Manafort also volunteered to be interviewed by the Senate Intelligence Committee, which is conducting its own investigation. It was not clear whether Manafort had offered to testify under oath or in a public hearing.
Manafort volunteered to be interviewed the same week that FBI director James Comey confirmed the existence of an ongoing counterintelligence investigation into possible Trump associates’ coordination with Russia and just days after an Associated Press report revealed Manafort worked with a Russian billionaire with ties to Russian President Vladimir Putin a decade ago.
The confirmation of an ongoing FBI investigation was a blow to the White House, which has described the Russia inqiury as a ruse. And the new details about Manafort’s ties to a close Putin ally appear to contradict what Trump has previously said about Manafort’s connections.
In February, Manafort said he was never involved with ‘‘anything to do with the Russian government or the Putin administration.’’
Trump has used the denials to assert that ‘‘to the best of his knowledge’’ none of his associates has anything to do with Russia. But documents obtained by the AP reveal Manafort had sought work from a Putin ally and proposed a campaign that he said could ‘‘greatly benefit the Putin government.’’

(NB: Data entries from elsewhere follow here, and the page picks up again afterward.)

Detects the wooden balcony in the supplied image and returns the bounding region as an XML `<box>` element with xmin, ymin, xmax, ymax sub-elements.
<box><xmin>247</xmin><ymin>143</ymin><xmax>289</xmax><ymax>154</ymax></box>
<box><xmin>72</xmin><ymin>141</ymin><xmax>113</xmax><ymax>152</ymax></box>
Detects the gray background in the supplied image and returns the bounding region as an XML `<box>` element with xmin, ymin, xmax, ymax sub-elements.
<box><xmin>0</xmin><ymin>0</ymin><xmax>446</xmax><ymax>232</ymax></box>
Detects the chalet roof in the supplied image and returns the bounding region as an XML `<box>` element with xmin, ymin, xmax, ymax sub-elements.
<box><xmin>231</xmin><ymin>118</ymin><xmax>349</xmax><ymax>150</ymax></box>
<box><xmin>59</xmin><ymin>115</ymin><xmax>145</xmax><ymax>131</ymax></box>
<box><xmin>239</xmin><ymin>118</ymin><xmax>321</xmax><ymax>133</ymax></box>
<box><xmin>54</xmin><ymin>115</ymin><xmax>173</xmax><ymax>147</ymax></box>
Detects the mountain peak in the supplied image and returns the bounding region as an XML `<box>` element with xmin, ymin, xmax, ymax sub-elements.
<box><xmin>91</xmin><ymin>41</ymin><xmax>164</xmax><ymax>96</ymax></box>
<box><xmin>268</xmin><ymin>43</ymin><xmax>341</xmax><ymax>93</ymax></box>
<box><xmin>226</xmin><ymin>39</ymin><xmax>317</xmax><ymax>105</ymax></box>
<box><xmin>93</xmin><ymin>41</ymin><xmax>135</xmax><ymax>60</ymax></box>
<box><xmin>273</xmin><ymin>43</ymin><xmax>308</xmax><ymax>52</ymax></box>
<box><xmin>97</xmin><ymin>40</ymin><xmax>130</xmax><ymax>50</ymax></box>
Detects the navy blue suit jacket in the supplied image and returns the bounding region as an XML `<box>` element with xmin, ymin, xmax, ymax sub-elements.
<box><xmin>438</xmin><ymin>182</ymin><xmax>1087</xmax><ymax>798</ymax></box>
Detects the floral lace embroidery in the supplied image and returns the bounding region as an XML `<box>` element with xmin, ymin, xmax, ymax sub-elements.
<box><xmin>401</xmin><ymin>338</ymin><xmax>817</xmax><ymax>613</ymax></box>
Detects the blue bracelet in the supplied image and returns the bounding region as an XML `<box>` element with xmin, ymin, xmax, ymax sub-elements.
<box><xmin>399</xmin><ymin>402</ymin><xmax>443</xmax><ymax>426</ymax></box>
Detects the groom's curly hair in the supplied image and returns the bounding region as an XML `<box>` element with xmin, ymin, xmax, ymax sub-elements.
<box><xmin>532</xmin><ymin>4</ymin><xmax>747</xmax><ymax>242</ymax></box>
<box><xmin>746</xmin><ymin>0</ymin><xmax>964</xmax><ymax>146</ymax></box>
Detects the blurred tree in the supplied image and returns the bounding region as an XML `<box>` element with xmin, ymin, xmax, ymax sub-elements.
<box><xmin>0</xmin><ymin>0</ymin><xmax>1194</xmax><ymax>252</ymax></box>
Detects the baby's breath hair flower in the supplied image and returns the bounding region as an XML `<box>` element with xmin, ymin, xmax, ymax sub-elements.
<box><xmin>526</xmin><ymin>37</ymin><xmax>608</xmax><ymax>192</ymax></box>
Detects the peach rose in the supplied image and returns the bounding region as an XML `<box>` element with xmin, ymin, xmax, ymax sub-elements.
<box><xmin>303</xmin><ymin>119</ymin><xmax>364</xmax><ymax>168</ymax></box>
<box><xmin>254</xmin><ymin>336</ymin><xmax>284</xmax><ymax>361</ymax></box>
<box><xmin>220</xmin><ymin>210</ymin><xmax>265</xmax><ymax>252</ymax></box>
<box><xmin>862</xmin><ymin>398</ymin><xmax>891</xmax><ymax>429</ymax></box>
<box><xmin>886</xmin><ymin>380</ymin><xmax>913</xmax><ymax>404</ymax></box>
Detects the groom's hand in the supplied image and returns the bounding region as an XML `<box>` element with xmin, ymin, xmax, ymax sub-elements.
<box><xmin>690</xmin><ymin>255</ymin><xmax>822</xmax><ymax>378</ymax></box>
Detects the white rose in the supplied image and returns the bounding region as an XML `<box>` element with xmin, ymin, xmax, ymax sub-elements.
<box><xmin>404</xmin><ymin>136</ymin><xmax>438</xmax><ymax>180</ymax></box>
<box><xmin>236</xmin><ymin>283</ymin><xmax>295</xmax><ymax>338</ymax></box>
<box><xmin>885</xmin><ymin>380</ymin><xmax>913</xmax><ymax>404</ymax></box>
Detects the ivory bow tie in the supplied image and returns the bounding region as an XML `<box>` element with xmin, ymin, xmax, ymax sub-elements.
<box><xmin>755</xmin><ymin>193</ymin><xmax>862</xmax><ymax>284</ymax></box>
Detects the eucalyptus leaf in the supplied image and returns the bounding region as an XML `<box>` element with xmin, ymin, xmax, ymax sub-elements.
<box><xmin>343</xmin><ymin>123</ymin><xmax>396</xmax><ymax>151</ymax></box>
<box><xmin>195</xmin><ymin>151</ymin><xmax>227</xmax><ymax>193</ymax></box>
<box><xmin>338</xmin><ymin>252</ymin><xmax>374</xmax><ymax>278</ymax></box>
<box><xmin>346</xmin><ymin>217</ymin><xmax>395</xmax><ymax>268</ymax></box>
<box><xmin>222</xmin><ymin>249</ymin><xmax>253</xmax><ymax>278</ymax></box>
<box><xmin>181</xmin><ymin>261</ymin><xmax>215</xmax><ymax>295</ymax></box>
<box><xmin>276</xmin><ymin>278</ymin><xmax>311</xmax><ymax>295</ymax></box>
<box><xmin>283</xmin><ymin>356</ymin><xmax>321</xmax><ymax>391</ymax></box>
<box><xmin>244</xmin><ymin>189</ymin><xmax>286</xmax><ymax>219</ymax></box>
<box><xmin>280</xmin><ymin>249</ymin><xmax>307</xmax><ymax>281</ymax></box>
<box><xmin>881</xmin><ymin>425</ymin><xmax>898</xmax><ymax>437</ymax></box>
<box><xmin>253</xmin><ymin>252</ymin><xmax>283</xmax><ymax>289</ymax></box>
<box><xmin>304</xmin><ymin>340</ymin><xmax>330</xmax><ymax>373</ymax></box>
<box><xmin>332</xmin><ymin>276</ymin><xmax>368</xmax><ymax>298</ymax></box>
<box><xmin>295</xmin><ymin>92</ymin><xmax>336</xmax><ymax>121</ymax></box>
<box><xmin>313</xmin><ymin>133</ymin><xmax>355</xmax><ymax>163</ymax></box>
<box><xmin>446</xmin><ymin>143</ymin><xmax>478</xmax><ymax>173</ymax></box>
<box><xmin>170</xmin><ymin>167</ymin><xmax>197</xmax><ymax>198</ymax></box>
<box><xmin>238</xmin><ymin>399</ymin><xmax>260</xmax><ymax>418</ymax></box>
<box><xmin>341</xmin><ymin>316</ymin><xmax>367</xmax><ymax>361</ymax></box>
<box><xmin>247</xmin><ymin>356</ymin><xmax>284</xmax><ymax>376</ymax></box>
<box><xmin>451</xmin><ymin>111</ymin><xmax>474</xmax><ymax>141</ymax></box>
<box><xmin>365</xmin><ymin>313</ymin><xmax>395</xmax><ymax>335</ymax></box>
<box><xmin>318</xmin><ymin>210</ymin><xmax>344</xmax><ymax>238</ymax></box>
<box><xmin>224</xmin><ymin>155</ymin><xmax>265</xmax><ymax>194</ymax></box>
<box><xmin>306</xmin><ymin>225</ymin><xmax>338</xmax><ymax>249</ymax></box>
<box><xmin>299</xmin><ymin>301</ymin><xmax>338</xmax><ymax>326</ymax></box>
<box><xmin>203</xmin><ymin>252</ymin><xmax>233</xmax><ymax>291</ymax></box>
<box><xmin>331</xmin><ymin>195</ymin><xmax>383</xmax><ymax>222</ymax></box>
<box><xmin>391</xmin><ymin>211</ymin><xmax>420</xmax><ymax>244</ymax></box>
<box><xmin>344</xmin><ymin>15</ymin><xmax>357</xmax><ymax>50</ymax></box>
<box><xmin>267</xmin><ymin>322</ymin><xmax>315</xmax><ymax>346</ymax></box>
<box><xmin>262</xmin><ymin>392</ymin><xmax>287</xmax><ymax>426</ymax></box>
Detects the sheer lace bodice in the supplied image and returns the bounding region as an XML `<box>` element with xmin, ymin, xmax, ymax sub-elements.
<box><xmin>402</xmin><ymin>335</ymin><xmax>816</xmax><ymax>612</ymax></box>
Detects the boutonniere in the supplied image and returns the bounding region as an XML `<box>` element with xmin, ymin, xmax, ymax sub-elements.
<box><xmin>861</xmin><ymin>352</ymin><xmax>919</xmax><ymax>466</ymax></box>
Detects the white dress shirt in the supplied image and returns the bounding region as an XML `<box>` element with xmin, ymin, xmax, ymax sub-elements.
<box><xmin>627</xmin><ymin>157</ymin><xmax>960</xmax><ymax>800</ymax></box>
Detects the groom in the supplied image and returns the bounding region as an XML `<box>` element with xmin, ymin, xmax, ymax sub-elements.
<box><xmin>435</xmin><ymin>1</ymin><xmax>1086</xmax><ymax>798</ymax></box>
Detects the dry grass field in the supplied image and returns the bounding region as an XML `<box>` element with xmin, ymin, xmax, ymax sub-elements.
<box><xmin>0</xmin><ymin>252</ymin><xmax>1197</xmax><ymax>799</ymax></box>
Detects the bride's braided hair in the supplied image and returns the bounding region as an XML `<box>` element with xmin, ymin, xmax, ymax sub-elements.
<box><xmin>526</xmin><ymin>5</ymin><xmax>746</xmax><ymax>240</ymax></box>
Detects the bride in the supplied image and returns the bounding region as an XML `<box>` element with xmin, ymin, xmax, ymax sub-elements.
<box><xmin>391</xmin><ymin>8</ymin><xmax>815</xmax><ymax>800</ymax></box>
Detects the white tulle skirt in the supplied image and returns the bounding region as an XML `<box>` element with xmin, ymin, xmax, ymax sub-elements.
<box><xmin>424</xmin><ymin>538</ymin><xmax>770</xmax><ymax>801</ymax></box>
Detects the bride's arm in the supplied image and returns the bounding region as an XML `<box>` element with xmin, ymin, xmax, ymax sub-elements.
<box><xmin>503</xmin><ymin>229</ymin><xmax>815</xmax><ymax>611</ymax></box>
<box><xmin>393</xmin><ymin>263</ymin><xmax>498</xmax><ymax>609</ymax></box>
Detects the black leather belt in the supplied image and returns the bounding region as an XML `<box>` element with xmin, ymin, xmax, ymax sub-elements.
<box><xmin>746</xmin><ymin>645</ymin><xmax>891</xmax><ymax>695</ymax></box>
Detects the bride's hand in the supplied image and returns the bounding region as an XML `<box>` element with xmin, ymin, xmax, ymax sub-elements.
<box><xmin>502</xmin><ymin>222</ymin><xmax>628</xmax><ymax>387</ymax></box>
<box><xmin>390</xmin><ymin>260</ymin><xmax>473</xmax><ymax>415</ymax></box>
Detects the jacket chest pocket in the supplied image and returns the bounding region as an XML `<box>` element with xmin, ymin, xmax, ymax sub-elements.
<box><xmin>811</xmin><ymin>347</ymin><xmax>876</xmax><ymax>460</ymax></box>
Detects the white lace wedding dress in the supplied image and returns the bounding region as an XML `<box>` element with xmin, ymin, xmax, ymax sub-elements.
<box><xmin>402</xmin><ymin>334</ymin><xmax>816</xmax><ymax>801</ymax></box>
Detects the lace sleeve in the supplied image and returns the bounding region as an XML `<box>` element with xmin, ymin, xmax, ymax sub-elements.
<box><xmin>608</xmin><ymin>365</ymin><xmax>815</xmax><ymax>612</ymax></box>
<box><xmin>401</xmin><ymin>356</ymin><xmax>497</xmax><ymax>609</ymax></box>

Democrats said Nunes’s loyalties to Trump appeared to outweigh his commitment to an independent, bipartisan investigation when he rushed to the White House to deliver the president information that Trump said supported his claims that President Barack Obama wiretapped him.
Comey, Nunes and other intelligence officials have denied Trump’s allegation.
‘‘To take evidence that may or may not be related to the investigation to the White House, was wholly inappropriate, and, of course, cast grave doubts into the ability to run a credible investigation and the integrity of that investigation,’’ the committee’s top Democrat, Adam Schiff of California, said Friday.
Previously, Nunes and Schiff had held joint news conferences. Now the briefings are being done separately. Nunes apologized to Democrats on his committee Thursday and promised to share the information he had with them.
Schiff said cancelling Tuesday’s hearing was a ‘‘serious mistake,’’ especially after Americans benefited so much from the committee’s hearing on Monday. That hearing, Schiff said, ‘‘gave the public a real glimpse at why this is so significant, but we also heard for the first time that the FBI is doing a counterintelligence investigation that involves associates of the Trump campaign.’’
Nunes’s office said the White House had ‘‘no input in the decision’’ to cancel Tuesday’s hearing in which the former directors of national intelligence and the CIA and the former acting attorney general had already agreed to publicly testify.
Nunes’s spokesman, Jack Langer, said the cancellation was more of a postponement, done because lawmakers had additional questions after Monday’s hearing that the want to ask in a classified setting.
Trump adviser Carter Page and Trump associate Roger Stone have also volunteered to speak to the House committee.